Synthetic biology: integrated gene circuits

Abstract

A major goal of synthetic biology is to develop a deeper understanding of biological design principles from the bottom up, by building circuits and studying their behavior in cells. Investigators initially sought to design circuits "from scratch" that functioned as independently as possible from the underlying cellular system. More recently, researchers have begun to develop a new generation of synthetic circuits that integrate more closely with endogenous cellular processes. These approaches are providing fundamental insights into the regulatory architecture, dynamics, and evolution of genetic circuits and enabling new levels of control across diverse biological systems.

Fig. 1

A continuum of synthetic biology. Wild-type cells (A) can be subject to two basic types of synthetic manipulation. (B) Autonomous synthetic circuits, consisting of ectopic components, may be introduced into the cell. Such circuits process inputs and implement functions (orange arrows) separate from the endogenous circuitry (black). However, unknown interactions with the host cell may affect their function (purple arrows). (C) An alternative is to rewire (orange lines) the endogenous circuits themselves to have new connectivity. (D) Extending this line of synthetic manipulation, synthetic circuits could be integrated into appropriately rewired endogenous circuitry to act as sensors and to implement additional functionality. Ultimate goals of this program are to be able to design and construct (E) synthetic circuits that can functionally replace endogenous circuits or (F) fully autonomous circuits that operate independently of the cellular mileu.

Fig. 2

Rewiring an endogenous gene circuit. (A) (Top) Part of the natural competence circuit from B. subtilis. The MecA protease adaptor (assumed to be constant) degrades ComK; ComS inhibits this degradation and thus is an indirect activator. ComK indirectly represses ComS. (Bottom) Exit from competence depends on returning to low ComS levels. Noise in ComS (white region between red and blue curves, representing the extremes of the distribution of ComS profiles in a population) is significant at such low levels. The resulting distribution in ComK curves (red dashed and blue dashed)—and thus competence durations (vertical gray bar)—is wide. (B) (Top) The rewired competence circuit: Here the activation and repression loops have been switched. Competence exit occurs when MecA levels reach a high threshold. (Bottom) The resulting distribution of competence curves is narrow because variability in MecA is relatively low at high MecA concentrations.

Fig. 3

Diversifying signaling pathways through rewiring. (A) Sequence correlations among proteins from a large family (left, SCA, also see text) can be used to identify interacting subdomains (right). Interaction specificity can be altered by rewiring scaffolds (B) or by shuffling specificity-determining domains or subdomains (C).
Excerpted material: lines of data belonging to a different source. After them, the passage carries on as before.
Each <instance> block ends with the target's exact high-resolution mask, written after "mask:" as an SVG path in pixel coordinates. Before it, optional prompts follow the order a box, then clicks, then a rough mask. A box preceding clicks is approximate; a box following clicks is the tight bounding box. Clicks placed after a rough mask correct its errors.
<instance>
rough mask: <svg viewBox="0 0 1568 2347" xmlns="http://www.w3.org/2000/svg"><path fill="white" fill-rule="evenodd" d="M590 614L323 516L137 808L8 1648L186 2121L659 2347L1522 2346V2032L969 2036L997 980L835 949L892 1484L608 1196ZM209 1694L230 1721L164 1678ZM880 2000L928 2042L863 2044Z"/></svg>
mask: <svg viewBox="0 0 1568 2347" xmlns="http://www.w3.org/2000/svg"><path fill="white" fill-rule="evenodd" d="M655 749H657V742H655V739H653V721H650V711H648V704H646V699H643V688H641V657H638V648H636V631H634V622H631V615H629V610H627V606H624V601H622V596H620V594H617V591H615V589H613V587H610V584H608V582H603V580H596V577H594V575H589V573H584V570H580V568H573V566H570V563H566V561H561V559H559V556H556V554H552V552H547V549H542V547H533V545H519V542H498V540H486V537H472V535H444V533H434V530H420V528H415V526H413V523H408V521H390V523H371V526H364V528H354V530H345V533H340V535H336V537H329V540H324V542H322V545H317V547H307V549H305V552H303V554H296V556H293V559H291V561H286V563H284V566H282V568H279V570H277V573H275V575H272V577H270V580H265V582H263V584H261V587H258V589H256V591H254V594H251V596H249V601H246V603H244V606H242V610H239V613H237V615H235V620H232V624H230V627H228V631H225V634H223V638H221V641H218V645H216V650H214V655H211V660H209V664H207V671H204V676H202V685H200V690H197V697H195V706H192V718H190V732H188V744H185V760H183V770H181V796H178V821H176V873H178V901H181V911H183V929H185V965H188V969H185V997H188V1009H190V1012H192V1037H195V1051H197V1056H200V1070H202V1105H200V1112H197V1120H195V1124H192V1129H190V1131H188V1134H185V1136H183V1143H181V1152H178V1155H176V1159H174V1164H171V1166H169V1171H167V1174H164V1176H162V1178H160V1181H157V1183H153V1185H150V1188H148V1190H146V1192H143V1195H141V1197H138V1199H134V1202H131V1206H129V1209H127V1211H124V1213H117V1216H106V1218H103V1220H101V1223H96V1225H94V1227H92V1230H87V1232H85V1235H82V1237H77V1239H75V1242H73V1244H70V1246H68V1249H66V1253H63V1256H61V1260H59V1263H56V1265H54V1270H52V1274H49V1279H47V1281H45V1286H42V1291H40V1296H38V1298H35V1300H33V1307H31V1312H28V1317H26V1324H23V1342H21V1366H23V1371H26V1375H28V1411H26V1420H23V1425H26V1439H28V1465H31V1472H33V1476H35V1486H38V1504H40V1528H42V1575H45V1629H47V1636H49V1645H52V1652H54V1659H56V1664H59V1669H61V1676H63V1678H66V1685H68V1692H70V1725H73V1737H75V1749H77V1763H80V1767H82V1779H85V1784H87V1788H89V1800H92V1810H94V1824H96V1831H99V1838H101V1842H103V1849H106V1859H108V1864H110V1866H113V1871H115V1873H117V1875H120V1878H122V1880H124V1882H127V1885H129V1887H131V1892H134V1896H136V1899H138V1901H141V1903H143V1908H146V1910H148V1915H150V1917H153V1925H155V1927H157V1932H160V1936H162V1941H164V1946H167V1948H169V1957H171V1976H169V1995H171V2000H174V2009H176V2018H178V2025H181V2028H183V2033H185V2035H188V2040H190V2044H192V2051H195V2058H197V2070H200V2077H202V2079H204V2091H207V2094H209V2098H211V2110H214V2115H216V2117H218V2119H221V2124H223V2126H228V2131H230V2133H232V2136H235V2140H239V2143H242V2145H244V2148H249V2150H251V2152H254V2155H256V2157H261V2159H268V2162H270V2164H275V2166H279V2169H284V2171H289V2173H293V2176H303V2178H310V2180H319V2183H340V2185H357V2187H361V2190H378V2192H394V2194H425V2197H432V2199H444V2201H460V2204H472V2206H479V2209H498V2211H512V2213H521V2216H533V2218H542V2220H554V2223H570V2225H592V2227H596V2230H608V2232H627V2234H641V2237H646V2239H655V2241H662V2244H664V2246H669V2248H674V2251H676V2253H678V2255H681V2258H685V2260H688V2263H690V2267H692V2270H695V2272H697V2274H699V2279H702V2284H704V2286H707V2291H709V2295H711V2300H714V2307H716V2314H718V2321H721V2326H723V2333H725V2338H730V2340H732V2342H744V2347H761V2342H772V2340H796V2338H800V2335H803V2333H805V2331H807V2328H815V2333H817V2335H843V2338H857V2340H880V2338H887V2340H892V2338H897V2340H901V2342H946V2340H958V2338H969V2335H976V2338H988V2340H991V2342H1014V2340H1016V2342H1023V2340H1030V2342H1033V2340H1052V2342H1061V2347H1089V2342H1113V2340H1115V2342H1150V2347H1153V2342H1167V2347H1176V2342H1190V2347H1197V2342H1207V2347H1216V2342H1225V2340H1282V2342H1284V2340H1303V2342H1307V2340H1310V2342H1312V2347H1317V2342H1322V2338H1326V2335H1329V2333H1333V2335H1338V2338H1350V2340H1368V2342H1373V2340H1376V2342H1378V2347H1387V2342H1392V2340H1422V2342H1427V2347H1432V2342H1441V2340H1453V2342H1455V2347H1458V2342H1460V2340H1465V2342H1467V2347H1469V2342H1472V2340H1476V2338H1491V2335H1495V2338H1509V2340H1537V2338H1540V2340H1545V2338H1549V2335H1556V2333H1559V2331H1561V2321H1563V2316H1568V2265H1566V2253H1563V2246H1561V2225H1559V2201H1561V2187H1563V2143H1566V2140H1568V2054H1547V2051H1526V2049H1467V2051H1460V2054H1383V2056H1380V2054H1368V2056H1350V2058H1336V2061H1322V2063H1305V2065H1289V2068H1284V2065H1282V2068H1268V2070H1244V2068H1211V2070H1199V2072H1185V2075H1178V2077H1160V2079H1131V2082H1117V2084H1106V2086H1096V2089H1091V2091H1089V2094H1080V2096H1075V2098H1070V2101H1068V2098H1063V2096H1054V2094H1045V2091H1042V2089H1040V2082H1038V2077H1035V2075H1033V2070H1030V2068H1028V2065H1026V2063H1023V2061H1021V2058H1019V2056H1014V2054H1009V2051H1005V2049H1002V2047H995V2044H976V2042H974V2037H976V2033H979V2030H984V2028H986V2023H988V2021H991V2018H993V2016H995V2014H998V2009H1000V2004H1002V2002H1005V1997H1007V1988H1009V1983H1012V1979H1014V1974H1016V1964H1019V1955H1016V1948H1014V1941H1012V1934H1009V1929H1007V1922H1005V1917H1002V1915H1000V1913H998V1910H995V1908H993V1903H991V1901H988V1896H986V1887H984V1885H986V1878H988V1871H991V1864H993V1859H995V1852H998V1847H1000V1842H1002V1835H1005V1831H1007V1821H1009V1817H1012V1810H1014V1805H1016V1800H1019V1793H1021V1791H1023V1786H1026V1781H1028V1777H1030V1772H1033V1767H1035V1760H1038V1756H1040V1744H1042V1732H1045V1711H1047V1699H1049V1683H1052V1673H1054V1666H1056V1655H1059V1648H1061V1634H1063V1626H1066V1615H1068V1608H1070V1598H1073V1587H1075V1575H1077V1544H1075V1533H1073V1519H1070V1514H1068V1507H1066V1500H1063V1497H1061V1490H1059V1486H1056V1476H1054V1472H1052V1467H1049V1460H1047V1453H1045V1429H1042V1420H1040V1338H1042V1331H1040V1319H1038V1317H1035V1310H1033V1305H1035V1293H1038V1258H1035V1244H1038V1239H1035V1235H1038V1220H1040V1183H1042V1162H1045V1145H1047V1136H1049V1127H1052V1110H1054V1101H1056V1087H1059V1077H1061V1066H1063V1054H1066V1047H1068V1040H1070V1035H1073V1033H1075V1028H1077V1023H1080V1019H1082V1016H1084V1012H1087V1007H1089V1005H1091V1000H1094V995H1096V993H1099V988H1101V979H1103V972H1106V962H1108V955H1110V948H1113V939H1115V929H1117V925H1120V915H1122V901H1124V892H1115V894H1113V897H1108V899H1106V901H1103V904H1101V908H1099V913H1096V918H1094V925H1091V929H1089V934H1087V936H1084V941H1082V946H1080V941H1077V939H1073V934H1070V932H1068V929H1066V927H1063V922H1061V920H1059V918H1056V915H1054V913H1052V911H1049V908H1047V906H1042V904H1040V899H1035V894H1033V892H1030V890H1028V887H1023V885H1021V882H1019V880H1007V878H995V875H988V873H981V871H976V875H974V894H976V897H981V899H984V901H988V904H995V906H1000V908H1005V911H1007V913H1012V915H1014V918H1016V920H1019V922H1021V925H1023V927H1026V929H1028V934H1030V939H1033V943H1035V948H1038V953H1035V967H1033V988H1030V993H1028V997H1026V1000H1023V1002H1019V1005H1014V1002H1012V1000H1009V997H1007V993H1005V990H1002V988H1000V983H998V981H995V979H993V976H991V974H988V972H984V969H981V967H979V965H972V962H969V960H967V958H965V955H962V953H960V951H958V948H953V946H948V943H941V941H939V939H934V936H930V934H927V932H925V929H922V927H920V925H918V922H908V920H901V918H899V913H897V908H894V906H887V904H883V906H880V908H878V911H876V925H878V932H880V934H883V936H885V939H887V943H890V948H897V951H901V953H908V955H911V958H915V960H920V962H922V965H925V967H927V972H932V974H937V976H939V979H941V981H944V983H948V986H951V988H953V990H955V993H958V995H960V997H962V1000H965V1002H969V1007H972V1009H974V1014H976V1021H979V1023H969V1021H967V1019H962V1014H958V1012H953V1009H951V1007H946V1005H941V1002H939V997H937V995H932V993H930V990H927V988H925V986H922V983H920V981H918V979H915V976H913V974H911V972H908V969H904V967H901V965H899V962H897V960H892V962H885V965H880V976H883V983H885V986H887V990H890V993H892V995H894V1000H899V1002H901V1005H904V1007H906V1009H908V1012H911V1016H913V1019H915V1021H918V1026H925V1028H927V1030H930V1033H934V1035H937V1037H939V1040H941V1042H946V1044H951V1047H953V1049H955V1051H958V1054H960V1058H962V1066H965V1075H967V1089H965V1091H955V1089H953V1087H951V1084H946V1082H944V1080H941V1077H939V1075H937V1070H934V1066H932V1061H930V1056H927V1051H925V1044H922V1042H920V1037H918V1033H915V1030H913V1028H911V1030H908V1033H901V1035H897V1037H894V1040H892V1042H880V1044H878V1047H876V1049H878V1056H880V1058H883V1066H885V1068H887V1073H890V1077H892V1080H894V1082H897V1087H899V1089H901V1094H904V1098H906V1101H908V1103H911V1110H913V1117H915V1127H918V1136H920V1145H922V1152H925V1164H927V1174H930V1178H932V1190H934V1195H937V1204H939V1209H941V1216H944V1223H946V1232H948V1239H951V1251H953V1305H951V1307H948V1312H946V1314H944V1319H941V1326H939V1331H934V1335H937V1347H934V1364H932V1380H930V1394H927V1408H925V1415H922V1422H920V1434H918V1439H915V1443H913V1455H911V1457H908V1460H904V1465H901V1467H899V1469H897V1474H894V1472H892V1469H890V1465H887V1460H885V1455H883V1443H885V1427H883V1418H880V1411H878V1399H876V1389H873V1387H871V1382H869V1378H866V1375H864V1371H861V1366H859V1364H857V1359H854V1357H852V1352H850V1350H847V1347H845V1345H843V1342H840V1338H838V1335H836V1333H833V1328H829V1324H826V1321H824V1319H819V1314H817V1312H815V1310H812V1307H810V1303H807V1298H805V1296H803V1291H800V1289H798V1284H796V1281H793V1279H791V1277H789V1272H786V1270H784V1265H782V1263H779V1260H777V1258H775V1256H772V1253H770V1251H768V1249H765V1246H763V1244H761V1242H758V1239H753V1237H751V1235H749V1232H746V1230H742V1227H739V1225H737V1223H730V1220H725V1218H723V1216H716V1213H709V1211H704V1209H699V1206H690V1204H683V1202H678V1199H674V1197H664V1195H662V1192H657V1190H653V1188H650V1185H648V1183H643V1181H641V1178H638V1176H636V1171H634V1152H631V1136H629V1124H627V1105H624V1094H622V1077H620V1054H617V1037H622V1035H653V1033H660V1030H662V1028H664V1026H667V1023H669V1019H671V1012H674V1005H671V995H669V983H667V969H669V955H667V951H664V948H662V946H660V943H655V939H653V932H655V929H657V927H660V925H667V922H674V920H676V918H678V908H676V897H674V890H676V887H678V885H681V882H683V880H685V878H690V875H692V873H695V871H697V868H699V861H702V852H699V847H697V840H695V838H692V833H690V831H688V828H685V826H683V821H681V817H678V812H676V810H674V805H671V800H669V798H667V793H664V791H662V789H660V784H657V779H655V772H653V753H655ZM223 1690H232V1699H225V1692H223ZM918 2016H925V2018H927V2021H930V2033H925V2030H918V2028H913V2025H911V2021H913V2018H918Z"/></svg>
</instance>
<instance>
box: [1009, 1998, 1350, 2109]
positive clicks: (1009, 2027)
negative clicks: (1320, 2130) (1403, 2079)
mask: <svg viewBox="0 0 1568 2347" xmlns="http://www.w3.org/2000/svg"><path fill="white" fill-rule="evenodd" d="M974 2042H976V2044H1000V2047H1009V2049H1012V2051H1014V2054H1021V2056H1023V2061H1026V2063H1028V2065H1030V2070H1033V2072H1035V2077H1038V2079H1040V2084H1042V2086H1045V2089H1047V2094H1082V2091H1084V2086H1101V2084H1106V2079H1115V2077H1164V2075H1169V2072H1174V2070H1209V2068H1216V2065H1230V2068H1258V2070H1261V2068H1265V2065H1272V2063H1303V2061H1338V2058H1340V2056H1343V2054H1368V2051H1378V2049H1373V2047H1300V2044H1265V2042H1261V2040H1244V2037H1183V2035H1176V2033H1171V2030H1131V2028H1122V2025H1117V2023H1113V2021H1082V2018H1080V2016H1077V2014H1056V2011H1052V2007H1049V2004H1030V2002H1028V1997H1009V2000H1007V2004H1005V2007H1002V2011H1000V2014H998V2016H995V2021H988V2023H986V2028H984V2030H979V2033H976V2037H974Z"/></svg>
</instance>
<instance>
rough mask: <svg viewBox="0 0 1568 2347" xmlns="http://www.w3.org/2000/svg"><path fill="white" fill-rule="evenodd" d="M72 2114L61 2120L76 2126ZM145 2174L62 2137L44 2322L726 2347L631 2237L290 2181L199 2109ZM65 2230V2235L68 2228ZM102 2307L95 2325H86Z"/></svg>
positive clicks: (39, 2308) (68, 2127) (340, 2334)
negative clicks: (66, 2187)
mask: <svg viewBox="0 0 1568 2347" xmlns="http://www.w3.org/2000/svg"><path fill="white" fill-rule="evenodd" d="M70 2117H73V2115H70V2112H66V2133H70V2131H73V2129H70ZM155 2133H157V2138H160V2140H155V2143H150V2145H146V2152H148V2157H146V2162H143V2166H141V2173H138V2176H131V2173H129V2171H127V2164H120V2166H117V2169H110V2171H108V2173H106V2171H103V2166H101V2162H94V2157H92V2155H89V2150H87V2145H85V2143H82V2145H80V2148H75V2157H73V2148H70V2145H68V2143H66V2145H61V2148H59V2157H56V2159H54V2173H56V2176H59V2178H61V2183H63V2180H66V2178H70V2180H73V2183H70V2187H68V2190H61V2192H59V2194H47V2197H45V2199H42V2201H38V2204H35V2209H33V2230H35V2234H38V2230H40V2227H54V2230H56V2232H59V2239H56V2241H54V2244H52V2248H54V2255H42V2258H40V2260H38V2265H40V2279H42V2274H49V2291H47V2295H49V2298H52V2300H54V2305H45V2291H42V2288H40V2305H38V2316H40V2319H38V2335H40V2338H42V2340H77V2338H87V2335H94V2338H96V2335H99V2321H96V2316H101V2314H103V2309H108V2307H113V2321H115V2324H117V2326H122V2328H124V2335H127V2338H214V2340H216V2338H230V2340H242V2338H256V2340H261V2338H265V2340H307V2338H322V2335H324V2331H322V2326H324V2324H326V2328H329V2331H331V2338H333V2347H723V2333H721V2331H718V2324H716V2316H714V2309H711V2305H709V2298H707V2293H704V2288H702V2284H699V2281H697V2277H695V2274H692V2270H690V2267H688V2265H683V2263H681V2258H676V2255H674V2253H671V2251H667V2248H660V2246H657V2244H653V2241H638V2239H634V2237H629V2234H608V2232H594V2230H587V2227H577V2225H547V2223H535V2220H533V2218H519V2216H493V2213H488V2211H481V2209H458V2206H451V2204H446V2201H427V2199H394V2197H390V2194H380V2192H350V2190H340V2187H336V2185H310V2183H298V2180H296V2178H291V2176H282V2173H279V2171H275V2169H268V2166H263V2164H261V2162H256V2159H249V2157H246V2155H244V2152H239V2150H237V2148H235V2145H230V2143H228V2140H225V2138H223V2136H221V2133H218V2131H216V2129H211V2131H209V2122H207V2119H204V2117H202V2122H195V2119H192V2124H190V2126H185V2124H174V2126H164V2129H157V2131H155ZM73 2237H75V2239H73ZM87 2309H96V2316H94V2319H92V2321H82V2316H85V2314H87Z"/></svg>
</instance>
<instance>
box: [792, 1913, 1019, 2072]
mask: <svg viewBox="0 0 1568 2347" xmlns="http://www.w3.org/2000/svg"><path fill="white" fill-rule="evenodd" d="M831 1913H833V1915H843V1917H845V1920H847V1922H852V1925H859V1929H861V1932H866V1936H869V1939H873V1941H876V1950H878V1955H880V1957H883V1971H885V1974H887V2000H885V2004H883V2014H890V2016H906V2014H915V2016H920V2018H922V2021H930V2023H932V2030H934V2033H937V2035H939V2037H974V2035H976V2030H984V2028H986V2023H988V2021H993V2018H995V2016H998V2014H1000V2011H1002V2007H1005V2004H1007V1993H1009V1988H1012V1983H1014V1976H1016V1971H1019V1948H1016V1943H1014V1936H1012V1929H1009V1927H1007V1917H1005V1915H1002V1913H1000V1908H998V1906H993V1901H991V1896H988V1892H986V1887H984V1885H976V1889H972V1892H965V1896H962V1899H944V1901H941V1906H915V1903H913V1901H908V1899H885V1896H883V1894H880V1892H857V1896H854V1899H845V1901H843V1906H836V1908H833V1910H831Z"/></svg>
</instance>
The dynamic behavior of a pathway can be modified by (D) introducing new autoregulatory connections or by (E) altering regulation directly at the protein level by generating new combinations of catalytic and regulatory protein domains.

Fig. 4

An integrated synthetic circuit controls development and population dynamics. (A) In Drosophila, the synthetic Medea element (top) maternally expresses an miRNA (red) that silences a maternally expressed gene whose product is essential for embryogenesis (left column). Eggs from female flies mutant for this gene do not hatch (middle column). The Medea element also contains a rescue gene that is expressed only in the early embryo. The Medea element may also accommodate a cargo gene that is expressed in Medea progeny (right column). (B) Progeny of female Medea-positive flies will only survive if they receive the Medea element from either parent. (C) This super-Mendelian inheritance pattern can efficiently drive Medea into populations.